Rn 17

Zwar steht die nichteheliche Lebensgemeinschaft nicht unter dem Schutz staatlicher Ordnung gem Art 6 I GG, sondern nur unter dem des Art 2 I GG; hinsichtlich der Zulässigkeit der Räumungsvollstreckung gilt aber Gleiches wie für Eheleute (BGH NJW 08, 1959; krit Walker JZ 11, 453, 454). Sofern die herauszugebenden Räume an beide Lebensgefährten vermietet wurden und sie daher Mitbesitzer sind, muss auch der Räumungstitel gegen beide Partner lauten. Nichts anderes gilt, wenn nur ein Lebensgefährte Mietvertragspartei ist und seinem Partner durch die (spätere) Aufnahme in die Wohnung Mitbesitz eingeräumt hat (str; so BGH NJW 08, 1959 mwN; Köln MDR 97, 782 [OLG Köln 05.09.1996 - 2 W 101/96]). Davon kann man nicht nur bei ausdrücklicher Erlaubnis durch den Vermieter gem § 553 I BGB, sondern auch bei langjährigem Zusammenleben ausgehen. Gegen die Kinder des Lebensgefährten, der nicht Vertragspartei ist, darf ebenfalls nicht vollstreckt werden (Ddorf DGVZ 98, 140; Hambg NJW 92, 3308; aA LG Berlin DGVZ 93, 173).

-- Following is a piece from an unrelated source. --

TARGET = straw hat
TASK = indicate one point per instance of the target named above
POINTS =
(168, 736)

Ein Räumungstitel gegen den Schuldner als Mieter reicht für die Zwangsvollstreckung nach § 885 aber dann aus, wenn der Lebensgefährte die Räume lediglich unter Anerkennung des alleinigen fremden Besitzes des Mieters benutzt, zB, wenn die Aufnahme entweder erst vor kurzer Zeit oder nur vorübergehend erfolgte. Denn nur vorübergehendes Zusammenleben begründet ebenso wenig ein Indiz für eine nichteheliche Lebensgemeinschaft mit gemeinsamer unmittelbarer Sachherrschaft wie eine noch nicht lang andauernde Lebensführung. Erforderlich ist, dass sich aus den Gesamtumständen klar und eindeutig der Mitbesitz des Dritten ergibt (vgl BGH NJW 08, 1959, 1960 [BGH 19.03.2008 - I ZB 56/07]). Irrt der GV, der für die Einschätzung der Nutzungsbefugnisse von den erkennbaren Umständen auszugehen hat, muss der Lebensgefährte, dem ein nicht erkennbares Besitzrecht an den Räumen zusteht, dieses im Rechtsbehelfsverfahren geltend machen.

 

Rn 18

Entsprechende Grundsätze greifen ein, wenn Verwandte zusammenleben oder vergleichbare häusliche Gemeinschaften in Rede stehen. Vermietet der Gläubiger an alle, muss sich auch der Räumungstitel aufgrund des dadurch begründeten Mitbesitzes gegen alle Mitbewohner richten. Fälle, in denen die Bewohner die Wohnung unter Anerkennung fremden alleinigen Besitzes mitbenutzen, sind jedoch selten (vgl auch Zö/Seibel Rz 12).